The article below is excerpted from the book, Principles of Big Data, Preparing, Sharing, and Analyzing Complex Information (Morgan Kaufmann, 2013) with permission from the publisher. The book covers methods that permit data to be shared and integrated among different big data resources..
Imagine using a restaurant locater on your smartphone. With a few taps, it lists the Italian restaurants located within a 10-block radius of your current location. The database being queried is big and complex (a map database, a collection of all the restaurants in the world, their longitudes and latitudes, their street addresses, and a set of ratings provided by patrons, updated continuously), but the data that it yields is small (e.g., five restaurants, marked on a street map with pop-ups indicating their exact address, telephone number, and ratings). Your task comes down to selecting one restaurant from among the five and dining thereat.
In this example, your data selection was drawn from a large data set, but your ultimate analysis was confined to a small data set (i.e., five restaurants meeting your search criteria). The purpose of the big data resource was to proffer the small data set. No analytic work was performed on the big data resource—just search and retrieval. The real labor of the big data resource involved collecting and organizing complex data so that the resource would be ready for your query. Along the way, the data creators had many decisions to make (e.g., should bars be counted as restaurants? What about take-away only shops? What data should be collected? How should missing data be handled? How will data be kept current?).

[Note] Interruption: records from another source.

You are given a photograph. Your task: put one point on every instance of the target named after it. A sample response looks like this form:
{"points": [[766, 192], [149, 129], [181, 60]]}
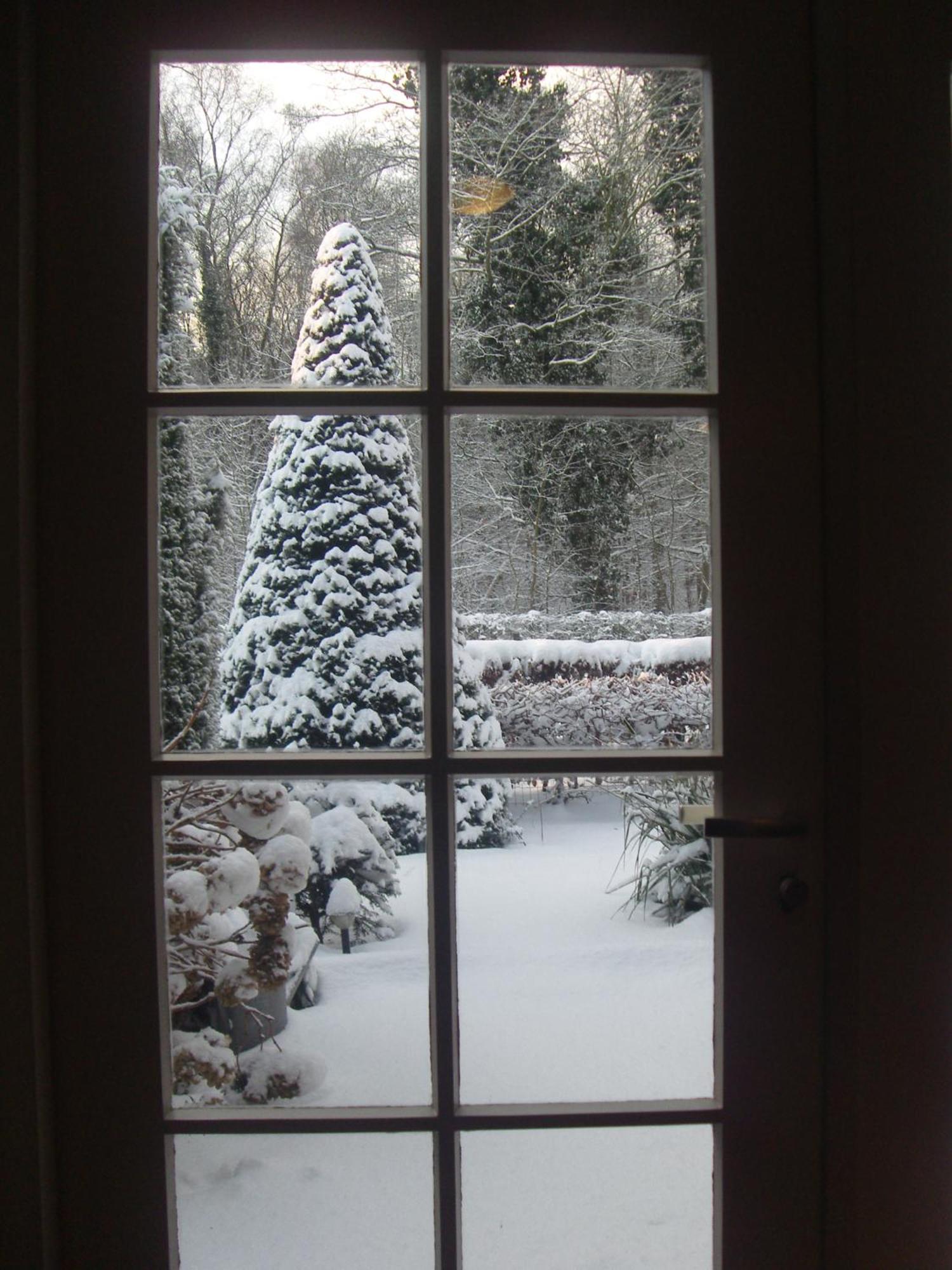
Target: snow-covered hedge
{"points": [[540, 660], [586, 625], [647, 711]]}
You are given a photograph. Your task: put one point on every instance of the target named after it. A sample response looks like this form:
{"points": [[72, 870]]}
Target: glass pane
{"points": [[289, 225], [252, 1201], [586, 947], [298, 943], [291, 603], [578, 236], [582, 578], [590, 1200]]}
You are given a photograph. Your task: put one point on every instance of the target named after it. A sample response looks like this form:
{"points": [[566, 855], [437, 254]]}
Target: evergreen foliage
{"points": [[324, 643], [550, 283], [675, 142], [191, 516]]}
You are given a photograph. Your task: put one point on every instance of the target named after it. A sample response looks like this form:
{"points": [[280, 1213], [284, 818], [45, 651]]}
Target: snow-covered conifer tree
{"points": [[324, 643]]}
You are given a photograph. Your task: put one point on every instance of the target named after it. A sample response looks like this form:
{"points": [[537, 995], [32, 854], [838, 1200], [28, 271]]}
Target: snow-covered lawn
{"points": [[559, 1001]]}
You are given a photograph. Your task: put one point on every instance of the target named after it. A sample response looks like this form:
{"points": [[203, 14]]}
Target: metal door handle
{"points": [[728, 827]]}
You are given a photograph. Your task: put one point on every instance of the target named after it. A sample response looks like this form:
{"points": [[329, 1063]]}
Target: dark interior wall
{"points": [[901, 195], [887, 244]]}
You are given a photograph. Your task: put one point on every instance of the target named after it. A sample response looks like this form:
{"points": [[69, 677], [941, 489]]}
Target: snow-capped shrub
{"points": [[666, 863], [345, 900], [299, 822], [229, 900], [200, 1062], [285, 863], [186, 900], [235, 984], [260, 810], [343, 846], [270, 959], [233, 878], [276, 1078]]}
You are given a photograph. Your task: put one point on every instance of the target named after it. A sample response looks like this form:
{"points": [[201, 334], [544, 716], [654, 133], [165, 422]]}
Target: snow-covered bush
{"points": [[230, 877], [275, 1078], [666, 864], [351, 844]]}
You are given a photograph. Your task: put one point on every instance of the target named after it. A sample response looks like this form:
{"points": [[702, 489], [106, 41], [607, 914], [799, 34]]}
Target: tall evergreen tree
{"points": [[324, 645], [675, 142], [548, 284], [191, 515]]}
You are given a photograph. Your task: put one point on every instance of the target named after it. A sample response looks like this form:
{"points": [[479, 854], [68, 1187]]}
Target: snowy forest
{"points": [[291, 573]]}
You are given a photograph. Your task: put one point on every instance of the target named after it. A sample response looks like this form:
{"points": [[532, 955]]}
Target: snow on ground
{"points": [[560, 1000]]}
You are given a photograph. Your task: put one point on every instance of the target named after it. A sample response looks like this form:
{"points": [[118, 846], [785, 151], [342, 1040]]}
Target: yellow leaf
{"points": [[479, 196]]}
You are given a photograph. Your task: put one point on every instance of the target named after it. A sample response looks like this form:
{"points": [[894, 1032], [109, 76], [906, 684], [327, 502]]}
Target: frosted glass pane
{"points": [[357, 1201], [266, 886], [262, 166], [586, 947], [578, 227], [588, 1200], [582, 580]]}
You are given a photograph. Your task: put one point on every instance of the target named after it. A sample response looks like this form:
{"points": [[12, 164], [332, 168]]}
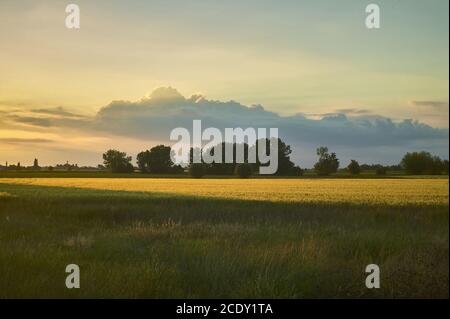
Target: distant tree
{"points": [[381, 170], [197, 170], [143, 161], [417, 163], [243, 170], [157, 160], [36, 164], [285, 166], [117, 162], [327, 164], [353, 167], [297, 171]]}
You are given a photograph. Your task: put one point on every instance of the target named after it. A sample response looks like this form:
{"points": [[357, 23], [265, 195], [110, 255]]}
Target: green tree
{"points": [[117, 162], [327, 163], [143, 161], [354, 167], [380, 170], [197, 170], [285, 166]]}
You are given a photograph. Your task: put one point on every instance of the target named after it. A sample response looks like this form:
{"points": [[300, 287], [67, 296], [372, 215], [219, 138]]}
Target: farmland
{"points": [[256, 238]]}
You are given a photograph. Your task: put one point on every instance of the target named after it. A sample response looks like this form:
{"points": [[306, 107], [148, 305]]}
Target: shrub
{"points": [[381, 170], [354, 167]]}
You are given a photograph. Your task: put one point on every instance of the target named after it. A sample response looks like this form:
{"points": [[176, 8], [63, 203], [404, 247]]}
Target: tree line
{"points": [[157, 160]]}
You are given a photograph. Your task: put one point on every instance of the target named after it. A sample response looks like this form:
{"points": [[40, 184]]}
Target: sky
{"points": [[312, 68]]}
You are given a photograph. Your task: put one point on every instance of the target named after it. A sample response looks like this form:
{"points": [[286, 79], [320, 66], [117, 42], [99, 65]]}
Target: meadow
{"points": [[224, 238]]}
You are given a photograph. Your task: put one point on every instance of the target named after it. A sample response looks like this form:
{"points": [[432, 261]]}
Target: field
{"points": [[256, 238]]}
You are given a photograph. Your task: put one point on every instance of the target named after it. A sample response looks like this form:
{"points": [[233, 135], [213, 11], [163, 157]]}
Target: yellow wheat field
{"points": [[395, 192]]}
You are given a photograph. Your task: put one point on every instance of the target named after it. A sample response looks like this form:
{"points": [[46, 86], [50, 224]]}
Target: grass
{"points": [[169, 238]]}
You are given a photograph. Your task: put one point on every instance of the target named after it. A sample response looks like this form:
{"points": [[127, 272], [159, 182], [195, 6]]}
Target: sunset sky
{"points": [[311, 67]]}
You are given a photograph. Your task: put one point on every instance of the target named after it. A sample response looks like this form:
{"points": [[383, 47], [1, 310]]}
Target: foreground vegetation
{"points": [[257, 238]]}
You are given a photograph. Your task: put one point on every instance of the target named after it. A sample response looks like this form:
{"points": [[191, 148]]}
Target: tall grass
{"points": [[159, 244]]}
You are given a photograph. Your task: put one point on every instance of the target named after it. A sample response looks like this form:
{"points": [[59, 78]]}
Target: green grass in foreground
{"points": [[135, 244]]}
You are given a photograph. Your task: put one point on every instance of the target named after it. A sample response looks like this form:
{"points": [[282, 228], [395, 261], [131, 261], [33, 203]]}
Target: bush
{"points": [[197, 170], [417, 163], [243, 170], [354, 167]]}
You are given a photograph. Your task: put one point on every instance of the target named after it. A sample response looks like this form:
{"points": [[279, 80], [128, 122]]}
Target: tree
{"points": [[36, 164], [327, 164], [117, 162], [143, 161], [285, 166], [197, 170], [445, 166], [243, 170], [354, 167], [417, 163]]}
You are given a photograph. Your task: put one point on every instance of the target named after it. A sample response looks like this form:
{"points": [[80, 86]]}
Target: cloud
{"points": [[433, 104], [352, 133], [15, 140]]}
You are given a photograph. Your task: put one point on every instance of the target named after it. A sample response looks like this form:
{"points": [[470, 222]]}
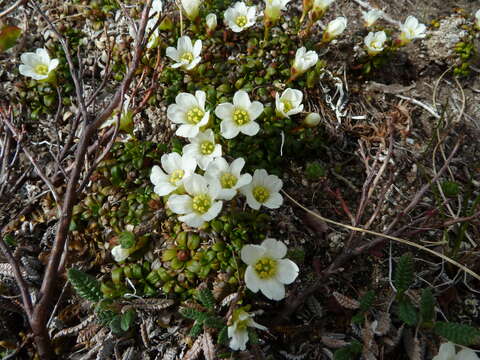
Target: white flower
{"points": [[199, 205], [189, 111], [312, 120], [37, 65], [240, 16], [304, 60], [238, 331], [263, 190], [371, 17], [447, 352], [211, 21], [267, 271], [203, 148], [176, 169], [320, 7], [412, 29], [186, 55], [289, 103], [375, 42], [192, 8], [228, 175], [154, 14], [335, 28], [273, 9], [239, 116], [120, 254]]}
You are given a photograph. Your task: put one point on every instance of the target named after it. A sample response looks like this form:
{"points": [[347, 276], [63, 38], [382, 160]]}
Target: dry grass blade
{"points": [[394, 238], [195, 350], [208, 347], [345, 301]]}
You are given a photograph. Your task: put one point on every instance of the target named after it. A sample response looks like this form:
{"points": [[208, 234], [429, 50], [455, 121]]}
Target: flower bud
{"points": [[312, 120]]}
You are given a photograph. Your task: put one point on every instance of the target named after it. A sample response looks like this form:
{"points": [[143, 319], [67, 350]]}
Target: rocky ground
{"points": [[380, 204]]}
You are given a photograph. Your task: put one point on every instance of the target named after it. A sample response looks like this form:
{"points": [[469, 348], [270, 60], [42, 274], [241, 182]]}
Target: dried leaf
{"points": [[383, 324], [345, 301], [75, 329], [333, 343], [170, 353], [195, 350], [208, 347]]}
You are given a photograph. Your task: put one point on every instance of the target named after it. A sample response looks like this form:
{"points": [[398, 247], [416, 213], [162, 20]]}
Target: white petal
{"points": [[157, 175], [201, 97], [213, 211], [241, 100], [187, 130], [164, 188], [224, 111], [192, 220], [227, 194], [287, 271], [195, 184], [184, 44], [251, 253], [180, 204], [176, 114], [29, 59], [53, 65], [250, 129], [466, 354], [272, 289], [197, 48], [255, 109], [236, 166], [251, 201], [243, 180], [274, 201], [252, 281], [186, 101], [171, 162], [188, 164], [172, 53], [228, 129], [274, 248]]}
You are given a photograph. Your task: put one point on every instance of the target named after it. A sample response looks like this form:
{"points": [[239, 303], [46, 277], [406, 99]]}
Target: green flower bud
{"points": [[193, 241]]}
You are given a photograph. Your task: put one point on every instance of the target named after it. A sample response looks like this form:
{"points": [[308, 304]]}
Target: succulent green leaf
{"points": [[407, 312], [404, 274], [205, 296], [427, 306], [85, 285], [8, 37], [127, 319], [349, 352]]}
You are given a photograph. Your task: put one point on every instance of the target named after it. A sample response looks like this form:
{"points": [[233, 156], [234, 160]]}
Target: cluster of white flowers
{"points": [[37, 65]]}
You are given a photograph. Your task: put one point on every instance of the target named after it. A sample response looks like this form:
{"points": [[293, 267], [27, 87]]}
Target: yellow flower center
{"points": [[287, 105], [187, 56], [228, 180], [41, 69], [201, 203], [194, 115], [241, 20], [240, 117], [176, 176], [266, 268], [260, 193], [207, 147]]}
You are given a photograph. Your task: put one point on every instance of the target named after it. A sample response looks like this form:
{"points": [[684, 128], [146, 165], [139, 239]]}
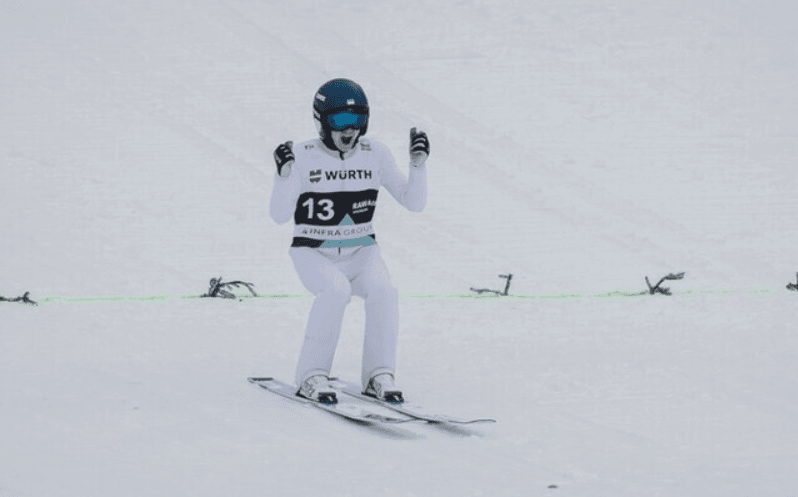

Big data is seldom, if ever, analyzed in toto. There is almost always a drastic filtering process that reduces big data into smaller data. This rule applies to scientific analyses. The Australian Square Kilometre Array of radio telescopes, WorldWide Telescope, CERN’s Large Hadron Collider, and the Panoramic Survey Telescope and Rapid Response System array of telescopes produce petabytes of data every day. Researchers use these raw data sources to produce much smaller data sets for analysis.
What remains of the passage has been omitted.